NEWS SCAN: Severe-flu gene?, H1N1 deaths in India, flu vaccine patent, foodborne norovirus outbreaks

Mar 26, 2012

Researchers pinpoint gene that may play role in severe flu cases
A genetic finding may help explain why the same influenza strain produces serious, even life-threatening symptoms in some people but only mild manifestations in others, according to a study yesterday in Nature. UK and US researchers found that people who carry a specific variant of a gene called IFITM3 are significantly more likely to be hospitalized when infected with influenza than those who carry other variants. The IFITM3 gene has been shown in genetic-screening studies to block the growth of flu and dengue viruses in cells, according to a Wellcome Trust news release on the study. This finding led the team to test the gene's role in viral protection in mice. They found that removing the gene from mice turned mild flu cases fatal. The researchers then sequenced the IFITM3 genes of 53 patients hospitalized with flu and found that a statistically significant number had an IFITM3 variant (SNP rs12252-C) that is rare in the general population. "Collectively, these data reveal that the action of a single antiviral protein, IFITM3, can profoundly alter the course of the flu and potentially other viruses in both human and mouse," said co–senior author Paul Kellam, PhD, from the Wellcome Trust Sanger Institute, in the release. Abraham Brass,  MD, Phd, of the Massachusetts General Hospital, the other co–senior author, added, "Our efforts suggest that individuals and populations with less IFITM3 activity may be at increased risk during a pandemic."
Mar 25 Nature abstract
Mar 25 Wellcome Trust news release

India reports 12 recent H1N1 deaths
A rise in pandemic 2009 H1N1 (pH1N1) flu infections in India has led to 12 deaths this month, according to BBC News.

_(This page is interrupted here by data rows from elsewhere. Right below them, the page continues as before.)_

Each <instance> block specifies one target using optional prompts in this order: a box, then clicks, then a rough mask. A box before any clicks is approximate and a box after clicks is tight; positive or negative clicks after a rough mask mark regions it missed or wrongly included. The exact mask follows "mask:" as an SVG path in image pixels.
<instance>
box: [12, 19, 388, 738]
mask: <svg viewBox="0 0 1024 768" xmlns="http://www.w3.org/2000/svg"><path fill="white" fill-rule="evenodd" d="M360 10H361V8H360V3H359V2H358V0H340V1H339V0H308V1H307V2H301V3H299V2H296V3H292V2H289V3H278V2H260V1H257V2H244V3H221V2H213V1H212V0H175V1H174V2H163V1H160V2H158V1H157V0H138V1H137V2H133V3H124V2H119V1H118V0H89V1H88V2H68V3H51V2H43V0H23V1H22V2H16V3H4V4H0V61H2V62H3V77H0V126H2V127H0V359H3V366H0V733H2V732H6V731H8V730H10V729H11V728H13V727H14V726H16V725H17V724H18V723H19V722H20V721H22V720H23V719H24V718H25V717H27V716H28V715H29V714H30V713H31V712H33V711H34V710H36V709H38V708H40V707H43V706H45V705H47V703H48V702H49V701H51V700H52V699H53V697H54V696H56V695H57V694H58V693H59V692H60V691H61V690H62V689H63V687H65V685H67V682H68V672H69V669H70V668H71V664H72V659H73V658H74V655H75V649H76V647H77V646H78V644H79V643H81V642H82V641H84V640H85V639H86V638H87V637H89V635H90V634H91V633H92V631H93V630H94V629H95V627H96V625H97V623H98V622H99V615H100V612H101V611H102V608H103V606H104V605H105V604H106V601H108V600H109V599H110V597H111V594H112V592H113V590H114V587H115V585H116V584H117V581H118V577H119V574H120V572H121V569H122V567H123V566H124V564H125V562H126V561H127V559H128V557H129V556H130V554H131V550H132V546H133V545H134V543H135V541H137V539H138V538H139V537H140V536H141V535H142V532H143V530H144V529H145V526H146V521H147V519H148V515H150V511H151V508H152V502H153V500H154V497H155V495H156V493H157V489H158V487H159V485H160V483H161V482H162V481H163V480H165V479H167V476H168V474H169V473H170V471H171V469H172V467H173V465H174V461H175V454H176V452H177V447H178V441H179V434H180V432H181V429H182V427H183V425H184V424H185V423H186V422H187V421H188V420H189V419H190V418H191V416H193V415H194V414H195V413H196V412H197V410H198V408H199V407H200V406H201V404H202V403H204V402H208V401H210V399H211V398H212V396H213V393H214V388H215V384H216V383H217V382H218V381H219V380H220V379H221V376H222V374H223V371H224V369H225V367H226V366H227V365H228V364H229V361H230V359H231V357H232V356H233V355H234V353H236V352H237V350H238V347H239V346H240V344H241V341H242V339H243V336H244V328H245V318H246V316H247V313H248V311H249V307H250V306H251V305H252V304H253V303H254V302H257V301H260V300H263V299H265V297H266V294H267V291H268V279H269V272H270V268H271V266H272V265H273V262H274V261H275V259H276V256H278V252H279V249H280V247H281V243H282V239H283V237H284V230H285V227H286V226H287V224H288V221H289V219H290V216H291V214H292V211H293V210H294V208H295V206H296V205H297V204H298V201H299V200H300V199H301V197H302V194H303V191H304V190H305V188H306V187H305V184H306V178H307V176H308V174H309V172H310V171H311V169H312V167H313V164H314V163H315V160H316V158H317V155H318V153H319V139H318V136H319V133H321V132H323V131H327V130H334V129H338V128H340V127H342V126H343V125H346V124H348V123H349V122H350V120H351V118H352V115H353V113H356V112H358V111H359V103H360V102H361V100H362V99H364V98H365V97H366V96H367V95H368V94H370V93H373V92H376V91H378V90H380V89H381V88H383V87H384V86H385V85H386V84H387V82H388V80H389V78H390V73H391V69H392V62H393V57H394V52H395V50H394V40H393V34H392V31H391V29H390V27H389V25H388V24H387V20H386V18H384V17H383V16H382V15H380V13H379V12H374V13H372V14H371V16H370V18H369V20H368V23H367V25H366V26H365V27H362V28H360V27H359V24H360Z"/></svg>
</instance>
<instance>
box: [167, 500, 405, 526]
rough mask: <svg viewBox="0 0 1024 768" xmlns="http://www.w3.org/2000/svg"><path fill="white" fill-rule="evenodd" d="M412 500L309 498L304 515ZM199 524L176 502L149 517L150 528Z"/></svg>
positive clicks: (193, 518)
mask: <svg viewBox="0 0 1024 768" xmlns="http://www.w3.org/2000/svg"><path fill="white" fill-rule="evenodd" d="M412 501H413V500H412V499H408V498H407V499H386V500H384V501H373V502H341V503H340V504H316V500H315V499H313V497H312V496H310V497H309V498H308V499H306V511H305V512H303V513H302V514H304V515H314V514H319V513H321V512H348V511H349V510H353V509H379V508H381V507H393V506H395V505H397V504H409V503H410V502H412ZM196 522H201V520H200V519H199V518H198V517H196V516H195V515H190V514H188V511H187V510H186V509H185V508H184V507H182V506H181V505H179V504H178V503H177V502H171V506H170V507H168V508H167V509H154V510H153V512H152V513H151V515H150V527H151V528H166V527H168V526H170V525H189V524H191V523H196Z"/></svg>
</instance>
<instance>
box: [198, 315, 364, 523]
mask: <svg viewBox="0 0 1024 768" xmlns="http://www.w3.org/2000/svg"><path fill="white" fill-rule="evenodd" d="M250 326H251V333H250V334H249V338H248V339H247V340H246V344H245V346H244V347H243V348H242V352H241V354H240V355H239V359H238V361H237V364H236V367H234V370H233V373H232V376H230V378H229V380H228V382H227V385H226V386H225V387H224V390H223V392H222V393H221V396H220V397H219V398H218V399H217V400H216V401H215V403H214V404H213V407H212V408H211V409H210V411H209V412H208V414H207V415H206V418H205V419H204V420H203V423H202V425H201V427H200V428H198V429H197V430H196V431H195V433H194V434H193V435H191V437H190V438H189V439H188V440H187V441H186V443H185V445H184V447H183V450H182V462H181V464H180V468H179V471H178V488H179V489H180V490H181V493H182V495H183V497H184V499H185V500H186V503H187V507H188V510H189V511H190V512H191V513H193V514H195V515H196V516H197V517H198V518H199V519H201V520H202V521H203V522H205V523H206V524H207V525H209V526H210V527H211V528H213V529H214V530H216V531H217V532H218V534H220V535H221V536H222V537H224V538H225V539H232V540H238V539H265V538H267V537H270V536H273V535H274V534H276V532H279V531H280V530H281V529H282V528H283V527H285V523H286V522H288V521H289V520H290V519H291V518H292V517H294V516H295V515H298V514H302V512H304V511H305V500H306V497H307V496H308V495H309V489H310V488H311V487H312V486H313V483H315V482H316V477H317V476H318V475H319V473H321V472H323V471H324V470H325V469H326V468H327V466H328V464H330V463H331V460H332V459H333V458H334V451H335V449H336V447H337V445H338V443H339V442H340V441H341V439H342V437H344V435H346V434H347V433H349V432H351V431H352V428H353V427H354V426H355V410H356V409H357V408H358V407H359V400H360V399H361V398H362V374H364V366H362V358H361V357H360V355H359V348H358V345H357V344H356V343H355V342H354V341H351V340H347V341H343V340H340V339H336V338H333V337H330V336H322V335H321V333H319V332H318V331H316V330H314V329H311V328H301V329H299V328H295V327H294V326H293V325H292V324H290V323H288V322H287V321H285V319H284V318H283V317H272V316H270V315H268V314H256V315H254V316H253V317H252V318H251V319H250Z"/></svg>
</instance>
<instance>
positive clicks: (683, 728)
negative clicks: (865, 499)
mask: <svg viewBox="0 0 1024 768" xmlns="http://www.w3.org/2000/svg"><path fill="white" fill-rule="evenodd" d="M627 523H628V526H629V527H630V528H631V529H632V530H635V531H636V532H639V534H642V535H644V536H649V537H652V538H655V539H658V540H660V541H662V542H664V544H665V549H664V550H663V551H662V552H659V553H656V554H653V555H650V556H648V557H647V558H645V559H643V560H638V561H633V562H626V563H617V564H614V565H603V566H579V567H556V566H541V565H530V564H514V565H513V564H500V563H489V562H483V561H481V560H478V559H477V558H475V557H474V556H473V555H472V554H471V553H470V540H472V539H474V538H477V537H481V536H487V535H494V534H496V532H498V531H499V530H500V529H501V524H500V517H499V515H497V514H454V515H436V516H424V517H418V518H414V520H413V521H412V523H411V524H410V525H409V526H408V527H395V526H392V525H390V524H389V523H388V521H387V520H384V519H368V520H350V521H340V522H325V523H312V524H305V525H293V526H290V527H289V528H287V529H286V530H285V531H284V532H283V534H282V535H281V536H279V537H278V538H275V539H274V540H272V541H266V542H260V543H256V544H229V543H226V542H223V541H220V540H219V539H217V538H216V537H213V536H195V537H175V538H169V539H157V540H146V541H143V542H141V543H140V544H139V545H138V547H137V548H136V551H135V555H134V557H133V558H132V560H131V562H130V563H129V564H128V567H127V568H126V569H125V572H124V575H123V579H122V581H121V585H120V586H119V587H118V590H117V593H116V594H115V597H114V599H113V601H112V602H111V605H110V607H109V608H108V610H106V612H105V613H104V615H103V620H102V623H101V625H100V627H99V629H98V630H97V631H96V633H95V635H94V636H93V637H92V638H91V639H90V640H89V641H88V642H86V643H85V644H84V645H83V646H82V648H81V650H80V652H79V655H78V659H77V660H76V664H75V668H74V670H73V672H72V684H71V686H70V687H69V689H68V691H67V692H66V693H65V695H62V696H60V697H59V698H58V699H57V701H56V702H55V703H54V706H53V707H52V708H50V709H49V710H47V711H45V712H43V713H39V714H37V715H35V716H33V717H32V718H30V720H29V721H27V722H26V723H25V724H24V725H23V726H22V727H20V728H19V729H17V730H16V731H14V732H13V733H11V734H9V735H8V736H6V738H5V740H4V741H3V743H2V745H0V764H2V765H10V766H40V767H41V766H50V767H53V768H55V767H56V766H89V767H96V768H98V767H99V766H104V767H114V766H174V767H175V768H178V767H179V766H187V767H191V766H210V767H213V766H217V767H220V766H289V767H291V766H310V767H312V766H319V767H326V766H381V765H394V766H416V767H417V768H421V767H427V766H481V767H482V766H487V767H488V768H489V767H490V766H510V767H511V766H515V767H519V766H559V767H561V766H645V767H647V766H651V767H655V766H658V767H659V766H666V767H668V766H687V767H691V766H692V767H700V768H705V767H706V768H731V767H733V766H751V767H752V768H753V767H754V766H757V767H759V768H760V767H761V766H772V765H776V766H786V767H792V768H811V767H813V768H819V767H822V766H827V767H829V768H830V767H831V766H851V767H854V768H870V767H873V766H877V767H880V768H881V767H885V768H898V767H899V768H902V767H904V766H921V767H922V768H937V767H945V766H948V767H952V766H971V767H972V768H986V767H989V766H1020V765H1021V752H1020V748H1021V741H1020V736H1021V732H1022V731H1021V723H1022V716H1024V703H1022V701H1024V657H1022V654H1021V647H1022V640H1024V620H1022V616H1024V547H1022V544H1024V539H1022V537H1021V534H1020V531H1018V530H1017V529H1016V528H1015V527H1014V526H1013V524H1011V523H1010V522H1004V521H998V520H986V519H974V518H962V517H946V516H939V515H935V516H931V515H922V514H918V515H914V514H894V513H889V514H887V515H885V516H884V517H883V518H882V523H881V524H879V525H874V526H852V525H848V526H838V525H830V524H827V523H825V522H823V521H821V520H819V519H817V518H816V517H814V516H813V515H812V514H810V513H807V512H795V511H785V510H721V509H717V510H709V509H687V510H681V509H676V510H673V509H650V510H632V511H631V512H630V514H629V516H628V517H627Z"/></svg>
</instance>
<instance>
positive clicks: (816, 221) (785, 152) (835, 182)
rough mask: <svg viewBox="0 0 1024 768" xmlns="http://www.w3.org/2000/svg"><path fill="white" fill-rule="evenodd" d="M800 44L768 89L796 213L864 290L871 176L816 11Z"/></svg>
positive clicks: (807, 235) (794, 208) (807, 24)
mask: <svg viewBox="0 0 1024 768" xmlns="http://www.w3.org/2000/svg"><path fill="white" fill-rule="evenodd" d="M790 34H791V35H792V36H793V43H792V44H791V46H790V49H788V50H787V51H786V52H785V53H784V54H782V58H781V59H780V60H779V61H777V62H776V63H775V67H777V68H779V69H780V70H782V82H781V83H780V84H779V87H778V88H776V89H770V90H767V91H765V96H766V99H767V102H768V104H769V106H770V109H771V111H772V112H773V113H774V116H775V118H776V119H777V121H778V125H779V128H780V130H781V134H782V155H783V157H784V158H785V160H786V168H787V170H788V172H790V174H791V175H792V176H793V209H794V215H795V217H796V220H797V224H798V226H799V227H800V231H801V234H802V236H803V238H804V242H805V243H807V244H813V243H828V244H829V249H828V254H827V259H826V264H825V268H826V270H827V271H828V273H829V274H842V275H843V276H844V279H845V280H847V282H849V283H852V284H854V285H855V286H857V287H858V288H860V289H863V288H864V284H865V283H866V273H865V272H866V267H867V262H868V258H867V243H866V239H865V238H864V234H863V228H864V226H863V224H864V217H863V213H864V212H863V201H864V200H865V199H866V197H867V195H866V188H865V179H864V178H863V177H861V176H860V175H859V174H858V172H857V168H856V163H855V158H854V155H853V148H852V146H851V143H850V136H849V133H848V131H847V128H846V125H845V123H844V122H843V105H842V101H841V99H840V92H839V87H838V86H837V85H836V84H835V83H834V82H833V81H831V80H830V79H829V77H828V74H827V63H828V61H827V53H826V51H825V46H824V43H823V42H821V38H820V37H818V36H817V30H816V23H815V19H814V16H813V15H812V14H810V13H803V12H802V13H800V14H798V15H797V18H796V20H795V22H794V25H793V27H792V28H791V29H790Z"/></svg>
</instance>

Half of those deaths were in the western state of Maharashtra, with Rajasthan, Andhra Pradesh, and Karnatak also reporting pH1N1 deaths, according to Health Secretary P. K. Pradhan. Nearly 130 people have become infected in the country, with many of them hospitalized. In Pune, Maharashtra's second-largest city after Mumbai, hospitals are seeing new pH1N1 patients every day, according to a local journalist.
Mar 23 BBC News report

Patent granted for H1N1 component of Inovio's 'universal' flu vaccine
Inovio Pharmaceuticals Inc. announced today that a US patient has been granted for its vaccine designed to target multiple strains of H1N1 influenza. The firm's SynCon H1 antigen is part of its INO-3510 vaccine, which targets the H1N1 and H5N1 subtypes. "The patent includes claims that cover the synthetic consensus H1 antigen and DNA constructs and vaccines that include this antigen, including universal influenza vaccine INO-3510," which is in phase 1 clinical testing, the company said in a press release. It said its H1N1 and H5N1 constructs are based on a genetic consensus of multiple strains in an attempt to confer broad protection. In separate animal studies, the H1N1 vaccine provided 100% protection against pH1N1 and the 1918 pandemic H1N1 virus, and in other animal studies the vaccine generated protective levels of antibodies against other H1N1 strains, the firm said. The statement said the patent was granted to the University of Pennsylvania and has been licensed to Inovio under an existing agreement.
Mar 26 Inovio press release

Study suggests foodborne norovirus outbreaks are worst kind
A systematic review of the literature suggests that norovirus outbreaks spread by food or water and those that occur in winter are linked to higher attack rates than outbreaks that spread by other means and occur in other seasons, according to a report today in Epidemiology and Infection. Researchers from Emory University and the University of Michigan analyzed reports of 902 confirmed norovirus outbreaks that occurred between 1993 and 2011, looking for associations between transmission route, setting, attack rates, and the occurrence of genogroup I or II. Regression analyses showed that attack rates were significantly higher in outbreaks related to food and water, as compared with "person-to-person and environmental outbreaks," the researchers report. They also found that outbreaks in healthcare settings involved "low primary attack rates," probably because of effective infection control practices. "Point-source outbreaks (eg, food) were associated with the highest illness burden, primary attack rates, and proportion of outbreaks and were more likely to be caused by strains from multiple genogroups," the authors state. The latter point, they add, suggests that several primer sets should be used to detect norovirus from point-source outbreak specimens.